Denver, Oct 2 : Republican presidential nominee John McCain has given up on his efforts to win the state of Michigan, his campaign has said.
Ceding Michigan is a major blow to the McCain campaign and is the latest sign that the faltering economy has reshaped the presidential race and cost McCain support in crucial states, the New York Times reported.
The McCain Campaign had spent heavily on television commercials there and. McCain had campaigned repeatedly in the hopes that he could appeal to enough blue-collar voters, so-called Reagan Democrats and independent voters, to bring the state back into the Republican column in November.

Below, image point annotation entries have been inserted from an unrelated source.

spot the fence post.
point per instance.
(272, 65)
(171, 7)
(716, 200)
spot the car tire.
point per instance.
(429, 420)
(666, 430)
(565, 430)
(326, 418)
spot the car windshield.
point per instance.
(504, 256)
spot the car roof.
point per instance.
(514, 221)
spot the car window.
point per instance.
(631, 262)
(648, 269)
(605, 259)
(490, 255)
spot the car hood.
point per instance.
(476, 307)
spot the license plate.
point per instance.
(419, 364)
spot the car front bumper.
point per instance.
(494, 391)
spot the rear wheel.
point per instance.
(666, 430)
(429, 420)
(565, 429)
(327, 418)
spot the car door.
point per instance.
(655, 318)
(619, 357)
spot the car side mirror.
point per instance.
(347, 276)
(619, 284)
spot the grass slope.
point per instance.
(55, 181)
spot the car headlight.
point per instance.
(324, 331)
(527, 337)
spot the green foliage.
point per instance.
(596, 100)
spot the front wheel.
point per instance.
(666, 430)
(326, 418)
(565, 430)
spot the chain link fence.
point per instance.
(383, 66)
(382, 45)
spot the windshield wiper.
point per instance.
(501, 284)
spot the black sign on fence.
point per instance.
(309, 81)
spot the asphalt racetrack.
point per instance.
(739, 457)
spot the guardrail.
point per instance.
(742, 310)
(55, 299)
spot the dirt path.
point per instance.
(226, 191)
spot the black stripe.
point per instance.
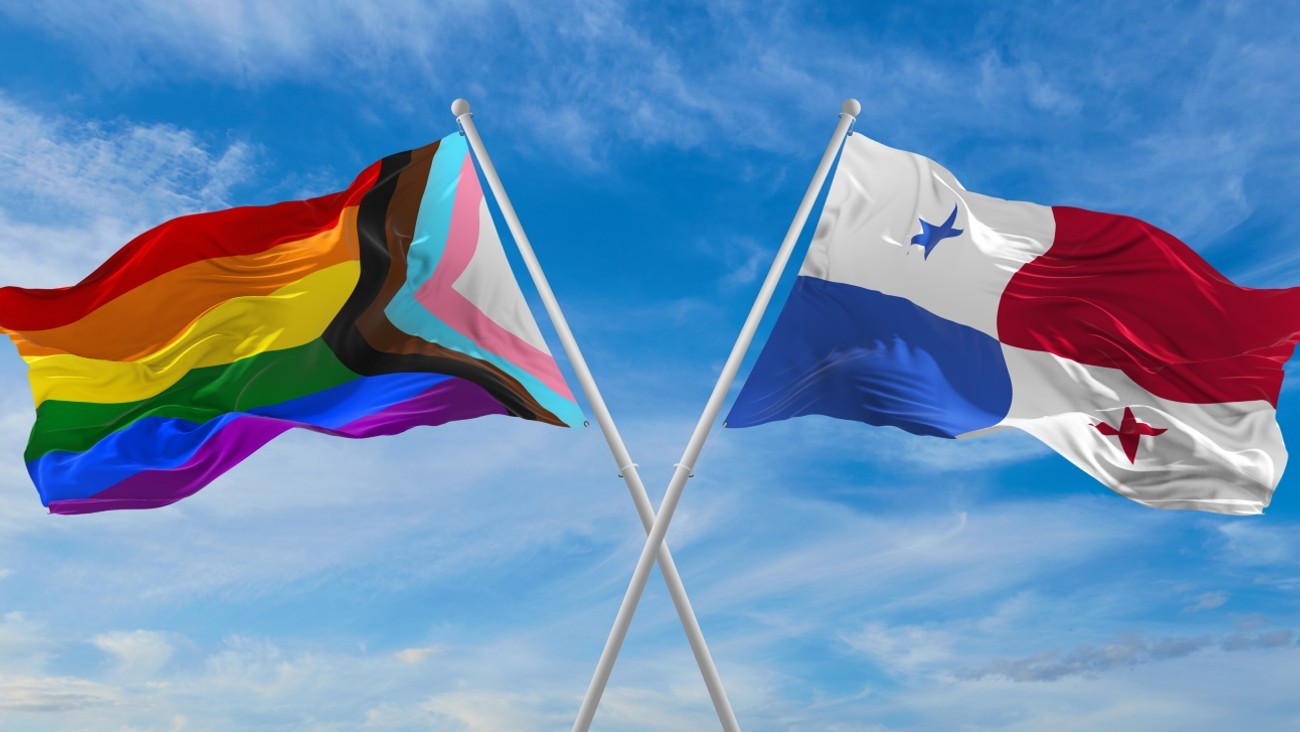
(351, 347)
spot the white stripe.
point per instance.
(489, 284)
(874, 209)
(1226, 458)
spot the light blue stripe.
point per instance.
(428, 245)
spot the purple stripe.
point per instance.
(450, 401)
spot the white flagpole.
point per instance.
(627, 468)
(684, 470)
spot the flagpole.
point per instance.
(627, 468)
(684, 470)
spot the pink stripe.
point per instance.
(441, 299)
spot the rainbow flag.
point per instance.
(365, 312)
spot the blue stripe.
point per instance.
(159, 444)
(856, 354)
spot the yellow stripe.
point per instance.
(235, 329)
(154, 315)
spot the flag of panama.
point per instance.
(952, 313)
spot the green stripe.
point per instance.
(200, 395)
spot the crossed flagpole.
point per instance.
(655, 525)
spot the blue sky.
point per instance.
(464, 577)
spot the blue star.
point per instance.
(931, 235)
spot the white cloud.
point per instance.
(1208, 601)
(73, 191)
(902, 649)
(135, 653)
(52, 694)
(415, 654)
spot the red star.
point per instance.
(1130, 432)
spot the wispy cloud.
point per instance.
(73, 191)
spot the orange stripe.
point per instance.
(148, 317)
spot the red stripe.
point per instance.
(176, 243)
(1116, 291)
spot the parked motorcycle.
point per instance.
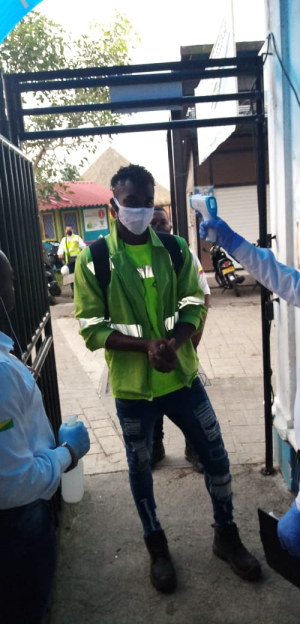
(225, 273)
(54, 289)
(51, 248)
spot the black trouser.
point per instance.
(27, 562)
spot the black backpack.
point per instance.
(100, 255)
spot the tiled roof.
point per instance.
(76, 195)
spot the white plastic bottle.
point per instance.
(72, 483)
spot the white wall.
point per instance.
(283, 20)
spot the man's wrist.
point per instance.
(74, 457)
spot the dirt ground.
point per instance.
(103, 566)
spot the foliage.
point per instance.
(38, 44)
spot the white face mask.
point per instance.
(136, 220)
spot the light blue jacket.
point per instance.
(30, 465)
(277, 277)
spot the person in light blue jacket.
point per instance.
(285, 282)
(31, 465)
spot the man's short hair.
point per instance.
(161, 209)
(135, 173)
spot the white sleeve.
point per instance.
(24, 476)
(282, 280)
(201, 275)
(61, 249)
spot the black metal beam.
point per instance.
(163, 125)
(82, 72)
(114, 106)
(179, 178)
(265, 294)
(172, 183)
(133, 79)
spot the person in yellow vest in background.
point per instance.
(69, 248)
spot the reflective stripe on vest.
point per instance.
(145, 271)
(72, 247)
(171, 321)
(190, 301)
(84, 323)
(135, 331)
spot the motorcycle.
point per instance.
(51, 248)
(225, 273)
(54, 289)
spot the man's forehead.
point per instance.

But as the rippling financial crisis shook up the presidential election, and McCain's somewhat unsteady response to it appeared to cost him support in a number of recent polls of battleground states, his campaign decided to pull out of Michigan and redirect its resources to other swing states where they felt McCain had a better chance.
The McCain campaign has spent nearly 8 million dollar on ads in Michigan, according to the Campaign Media Analysis Group.

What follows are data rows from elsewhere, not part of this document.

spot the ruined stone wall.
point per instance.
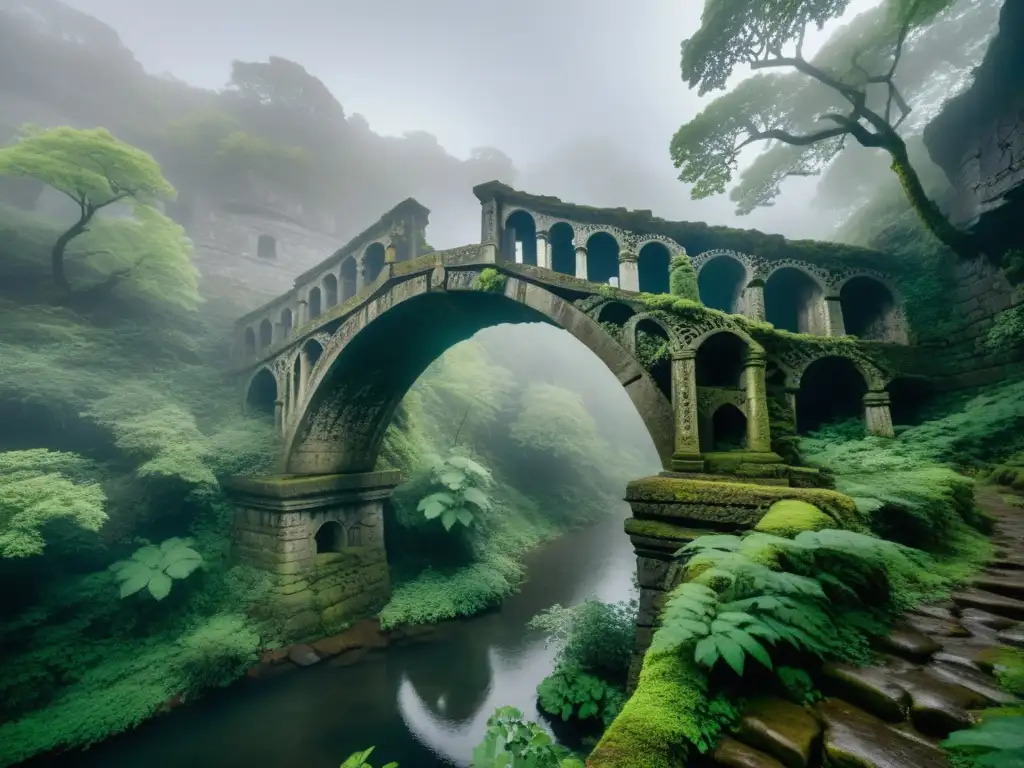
(960, 358)
(233, 272)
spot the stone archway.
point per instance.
(721, 282)
(795, 301)
(354, 391)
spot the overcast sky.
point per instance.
(531, 78)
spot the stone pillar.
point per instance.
(360, 275)
(629, 271)
(488, 231)
(877, 416)
(834, 316)
(279, 415)
(582, 262)
(322, 581)
(754, 301)
(686, 457)
(758, 429)
(543, 254)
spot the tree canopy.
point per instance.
(805, 111)
(97, 171)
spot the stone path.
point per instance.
(935, 671)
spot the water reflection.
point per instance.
(422, 706)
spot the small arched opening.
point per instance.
(265, 334)
(261, 399)
(615, 312)
(909, 399)
(314, 302)
(349, 283)
(721, 283)
(330, 291)
(373, 261)
(330, 538)
(720, 361)
(602, 258)
(521, 231)
(832, 390)
(794, 301)
(562, 249)
(266, 247)
(728, 429)
(868, 309)
(652, 265)
(654, 352)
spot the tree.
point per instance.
(92, 168)
(39, 486)
(808, 114)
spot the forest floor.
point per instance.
(938, 670)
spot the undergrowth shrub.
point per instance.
(595, 645)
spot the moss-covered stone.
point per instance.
(658, 722)
(792, 516)
(734, 505)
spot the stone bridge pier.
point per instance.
(322, 537)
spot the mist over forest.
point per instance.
(593, 477)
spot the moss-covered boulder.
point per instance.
(791, 516)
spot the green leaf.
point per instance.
(477, 497)
(182, 568)
(465, 516)
(147, 555)
(449, 518)
(179, 554)
(160, 585)
(135, 581)
(453, 478)
(731, 651)
(752, 646)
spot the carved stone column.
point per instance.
(877, 416)
(754, 301)
(834, 316)
(322, 539)
(629, 271)
(488, 231)
(279, 414)
(686, 457)
(582, 262)
(360, 275)
(543, 253)
(758, 429)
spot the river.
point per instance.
(422, 706)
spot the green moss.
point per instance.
(756, 499)
(683, 279)
(791, 516)
(491, 281)
(659, 720)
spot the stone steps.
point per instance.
(932, 676)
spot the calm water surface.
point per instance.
(423, 706)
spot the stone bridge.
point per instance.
(333, 357)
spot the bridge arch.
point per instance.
(721, 281)
(381, 349)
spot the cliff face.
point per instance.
(978, 139)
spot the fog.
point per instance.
(584, 98)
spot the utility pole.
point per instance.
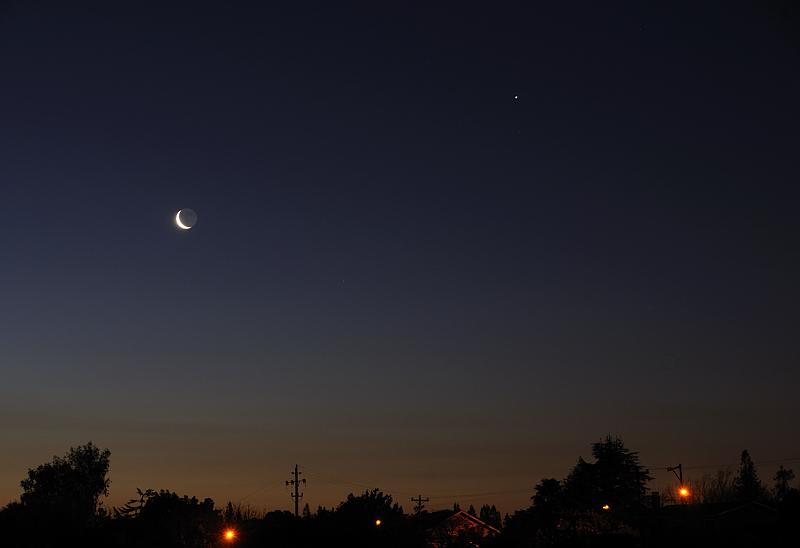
(419, 502)
(296, 495)
(679, 469)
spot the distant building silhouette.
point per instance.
(714, 524)
(461, 529)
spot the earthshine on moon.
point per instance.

McCain had long made it clear that the state was central to his presidential hopes, returning there to campaign again and again and bluntly telling a crowd at a factory in Belleville this July that "the state of Michigan, as it has in many elections in the past, will determine who the next president of the United States is."
His campaign announced its retreat on a day that the news of his ceding the state was almost sure to be drowned out by the buzz created by the much-anticipated vice-presidential debate.
The McCain campaign's withdrawal will free the Democratic nominee, Senator Barack Obama, to redirect some of his resources from Michigan to several states that President Bush won in 2004 but where recent polls show. Obama gaining ground, including Florida, Indiana, North Carolina, Ohio and Virginia.